The days of waiting in line for the next big sneaker drop may soon be over.

Nike is joining Adidas as the latest retailer to drive consumers to a mobile app in order to take control of its exclusive product launches. Nike announced earlier this week that its forthcoming HyperAdapt 1.0, a self-lacing, rechargeable sneaker, will be available on December 1, but there’s a catch. In order to score a pair of the $720 sneakers—which will initially only be available at the Nike Soho store and the NIKE+ ClubHouse, both in New York City—consumers will have to make an in-store appointment using the Nike+ app.

David Fischer, CEO and founder of Highsnobiety, said the transition to app-enabled in-store appointments is designed to cut down on campouts in front of stores, which have propagated acts of violence in recent years. Fischer cited a 2014 incident in which a 15-year-old was shot when he cut a line waiting for the release of the latest Yeezy shoe at a Foot Locker in New York.

The challenge, Fischer said, is ensuring that the apps prevent against bots that allow resellers to sneak products into shopping baskets ahead of their actual release. These bots allow resellers, who acquire exclusive products and sell them at high markups, to beat the system.

Demand surpasses supply by such a high margin that the stores simply cannot satisfy their consumer base,” he said. “Online, on the other hand, since the sneaker resale game has become such a big business, bots have increasingly become an issue. Nike and Adidas want to better service their actual customers with these apps, which cannot be tricked as easily by bots, and at the same time [lessen] violence around their releases in stores.”

This isn’t Nike’s first product drop that has required shoppers to consult its app first. When it launched its limited-edition Nike Mag sneaker in October, only 89 pairs of the “Back to the Future”–inspired shoes were available. Interested buyers were asked to sign in to the Nike+ app to make a donation to the Michael J. Fox Foundation in order to be eligible.

In the same vein, Adidas announced last week that its new UltraBoost Triple Black shoe would be the first product released using the adidas Confirmed app. Users can reserve their shoes from their phones and then complete their purchases by going to their local brick-and-mortar retail shop.
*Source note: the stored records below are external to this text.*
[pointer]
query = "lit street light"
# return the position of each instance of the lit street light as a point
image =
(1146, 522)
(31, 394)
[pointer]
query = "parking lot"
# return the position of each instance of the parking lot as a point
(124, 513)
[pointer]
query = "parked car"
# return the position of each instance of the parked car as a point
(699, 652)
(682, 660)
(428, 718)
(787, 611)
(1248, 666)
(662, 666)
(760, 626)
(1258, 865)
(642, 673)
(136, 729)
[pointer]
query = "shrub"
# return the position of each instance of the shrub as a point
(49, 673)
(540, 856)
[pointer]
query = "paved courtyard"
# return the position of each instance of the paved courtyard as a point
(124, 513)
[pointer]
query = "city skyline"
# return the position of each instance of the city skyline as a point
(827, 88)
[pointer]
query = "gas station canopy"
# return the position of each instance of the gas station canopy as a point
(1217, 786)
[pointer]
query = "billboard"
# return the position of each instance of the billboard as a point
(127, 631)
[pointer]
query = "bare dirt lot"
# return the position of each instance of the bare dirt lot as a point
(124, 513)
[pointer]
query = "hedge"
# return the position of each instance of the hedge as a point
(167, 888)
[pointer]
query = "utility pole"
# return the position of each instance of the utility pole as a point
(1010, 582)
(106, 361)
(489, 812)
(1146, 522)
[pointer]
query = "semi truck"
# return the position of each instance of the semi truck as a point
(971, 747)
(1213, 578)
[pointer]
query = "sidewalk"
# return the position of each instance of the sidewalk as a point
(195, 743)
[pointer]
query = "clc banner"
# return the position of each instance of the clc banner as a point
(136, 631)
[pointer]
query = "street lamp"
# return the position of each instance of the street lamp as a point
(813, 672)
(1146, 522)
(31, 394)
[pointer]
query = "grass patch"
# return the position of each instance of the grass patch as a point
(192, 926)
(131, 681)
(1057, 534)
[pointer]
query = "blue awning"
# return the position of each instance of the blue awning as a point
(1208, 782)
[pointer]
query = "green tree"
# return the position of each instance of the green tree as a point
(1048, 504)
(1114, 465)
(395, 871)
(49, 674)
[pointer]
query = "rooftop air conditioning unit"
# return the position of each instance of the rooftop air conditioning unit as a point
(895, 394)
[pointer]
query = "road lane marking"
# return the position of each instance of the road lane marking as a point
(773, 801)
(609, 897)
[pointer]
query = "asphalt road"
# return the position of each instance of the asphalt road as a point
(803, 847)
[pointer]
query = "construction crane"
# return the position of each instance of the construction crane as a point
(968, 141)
By downloading the app, they can opt into push notifications to be reminded when reservations begin, which will then prompt them to select a size, pick-up date and location.

So far, reviews of these apps by Nike and Adidas fans on social media have been mixed: Some have expressed frustration about their functionality while others have said that they promote a level of exclusivity that makes it even more difficult to acquire products. (Neither Nike and Adidas responded to requests for comment.)

Though the apps can be beneficial in streamlining the sales process and allowing for more controlled releases, Fischer said that they also detract from streetwear culture and may hinder buzz over new products moving forward.

“[The apps], to some degree, take away some of the appeal and excitement of a real sneaker release, in the traditional sense,” Fischer said. “Lining up and peacefully meeting as a community to purchase some of the most coveted sneakers on the market is, in part, what built up this market in the first place. It has just gotten too extreme, and the brands had to take measures.”